There's a very, very human reason why this is actually very, very difficult. Because, in fact, most leaders have a lower standard, a lower expectation, and a lower benchmark for themselves than they do for others. A few years ago, I was doing a talk to 500 odd senior leaders from Fortune companies, and the talk was on the value of values.
I took just one value — the value of integrity — and I defined integrity for the audience as, "You do what you say you will." So, I asked the audience by show of hands, judging by that definition, how many of you would consider yourselves to be leaders of high integrity? Not surprisingly, there were 500 hands in the air.
At the end of that question, I asked them to put their hands down and close their eyes. I asked a more interesting question: how many of you would agree that your colleagues share your same high level of integrity? Of course, not so many hands went up this time; only thirty percent.
The conclusion that they came to, which is the one I was hoping they would come to, is we judge ourselves by our intentions, we judge everybody else by their actions.
Say that again. We judge ourselves by our noble intentions. We judge everybody else by their actions. In effect, we have a lower standard, a lower benchmark, a lower expectation for ourselves than we do for others. There's a term for this in social psychology; it's called a superiority complex. That's why 93% of us believe we're above average drivers.
So, there's a very, very human challenge for leaders in that they are judging themselves by what their noble intentions are whilst they're holding everybody else to a much higher standard. So, that's the first thing that leaders need to be aware of. They need to take responsibility and raise their standards and expectations of themselves.
On the other hand, however, we all do the best we can with what we know. If you like, we are perfect in our imperfections. So, when we fall short of those imperfections, the other thing we need to do is have some compassion and some empathy for ourselves and some compassion and connection for others.
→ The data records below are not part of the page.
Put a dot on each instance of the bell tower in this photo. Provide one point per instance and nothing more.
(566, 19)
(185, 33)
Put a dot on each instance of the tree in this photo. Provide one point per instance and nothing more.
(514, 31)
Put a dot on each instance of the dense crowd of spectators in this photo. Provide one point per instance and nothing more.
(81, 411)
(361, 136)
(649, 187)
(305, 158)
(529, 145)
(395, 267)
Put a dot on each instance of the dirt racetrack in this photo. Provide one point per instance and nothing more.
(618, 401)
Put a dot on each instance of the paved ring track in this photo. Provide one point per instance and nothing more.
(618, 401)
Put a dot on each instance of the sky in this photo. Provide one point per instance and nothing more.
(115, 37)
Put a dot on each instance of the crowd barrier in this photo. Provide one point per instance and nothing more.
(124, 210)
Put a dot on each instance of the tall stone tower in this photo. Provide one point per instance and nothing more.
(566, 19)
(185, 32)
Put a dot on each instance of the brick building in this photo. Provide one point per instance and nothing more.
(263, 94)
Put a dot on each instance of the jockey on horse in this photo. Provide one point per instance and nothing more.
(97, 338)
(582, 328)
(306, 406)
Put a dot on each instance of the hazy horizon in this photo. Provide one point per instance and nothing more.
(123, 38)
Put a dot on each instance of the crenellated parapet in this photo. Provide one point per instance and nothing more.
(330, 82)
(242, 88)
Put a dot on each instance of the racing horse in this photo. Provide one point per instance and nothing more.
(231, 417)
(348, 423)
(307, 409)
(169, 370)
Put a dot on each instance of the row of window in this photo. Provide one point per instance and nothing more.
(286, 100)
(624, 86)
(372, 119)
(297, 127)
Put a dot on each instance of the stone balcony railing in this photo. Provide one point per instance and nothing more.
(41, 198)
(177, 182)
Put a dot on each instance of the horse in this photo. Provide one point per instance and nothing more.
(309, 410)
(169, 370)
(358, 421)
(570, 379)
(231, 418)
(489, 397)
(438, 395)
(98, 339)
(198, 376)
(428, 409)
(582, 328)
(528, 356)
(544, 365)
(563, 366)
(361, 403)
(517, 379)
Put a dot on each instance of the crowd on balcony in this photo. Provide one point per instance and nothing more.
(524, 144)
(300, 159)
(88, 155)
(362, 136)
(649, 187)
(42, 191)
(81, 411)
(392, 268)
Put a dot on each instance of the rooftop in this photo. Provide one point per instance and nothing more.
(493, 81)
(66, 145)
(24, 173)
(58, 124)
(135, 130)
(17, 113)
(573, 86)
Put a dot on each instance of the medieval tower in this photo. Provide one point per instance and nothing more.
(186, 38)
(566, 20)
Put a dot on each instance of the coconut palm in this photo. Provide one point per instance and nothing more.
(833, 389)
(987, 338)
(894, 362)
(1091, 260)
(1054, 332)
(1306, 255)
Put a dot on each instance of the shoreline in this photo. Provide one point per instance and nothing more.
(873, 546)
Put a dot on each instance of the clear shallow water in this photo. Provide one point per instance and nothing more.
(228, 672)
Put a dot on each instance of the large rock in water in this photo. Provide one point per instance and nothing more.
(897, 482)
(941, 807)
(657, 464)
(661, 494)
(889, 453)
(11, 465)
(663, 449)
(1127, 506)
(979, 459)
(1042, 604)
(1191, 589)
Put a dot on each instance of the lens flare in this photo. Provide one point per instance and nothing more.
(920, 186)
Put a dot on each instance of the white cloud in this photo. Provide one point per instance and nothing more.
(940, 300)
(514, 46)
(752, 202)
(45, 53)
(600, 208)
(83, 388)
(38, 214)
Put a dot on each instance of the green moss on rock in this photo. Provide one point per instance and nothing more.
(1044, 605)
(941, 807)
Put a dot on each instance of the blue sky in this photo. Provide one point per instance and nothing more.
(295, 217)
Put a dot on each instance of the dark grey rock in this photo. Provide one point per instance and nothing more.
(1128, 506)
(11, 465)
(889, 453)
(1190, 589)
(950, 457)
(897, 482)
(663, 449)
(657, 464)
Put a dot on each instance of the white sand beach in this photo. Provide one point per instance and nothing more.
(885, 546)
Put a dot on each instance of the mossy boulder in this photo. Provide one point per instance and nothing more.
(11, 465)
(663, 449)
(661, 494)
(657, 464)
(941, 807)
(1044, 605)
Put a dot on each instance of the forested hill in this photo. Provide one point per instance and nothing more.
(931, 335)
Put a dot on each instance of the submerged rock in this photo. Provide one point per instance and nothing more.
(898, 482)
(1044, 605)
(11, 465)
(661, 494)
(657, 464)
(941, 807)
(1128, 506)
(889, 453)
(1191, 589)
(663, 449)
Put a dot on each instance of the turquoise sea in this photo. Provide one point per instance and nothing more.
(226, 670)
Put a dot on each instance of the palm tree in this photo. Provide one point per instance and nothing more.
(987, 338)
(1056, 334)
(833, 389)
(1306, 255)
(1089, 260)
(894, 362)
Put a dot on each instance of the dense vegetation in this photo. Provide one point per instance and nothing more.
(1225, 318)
When we can do both of those things at the same time — take responsibility, raise our standards — but also strive for very high levels of compassion and connection for ourselves first and then for others, then we have a pathway to a more sustainable form of leadership. We have a pathway to a more sustainable form of performance, and we have the ability to unlock both value in our organizations and vitality in our people, which is the aspiration for any leader.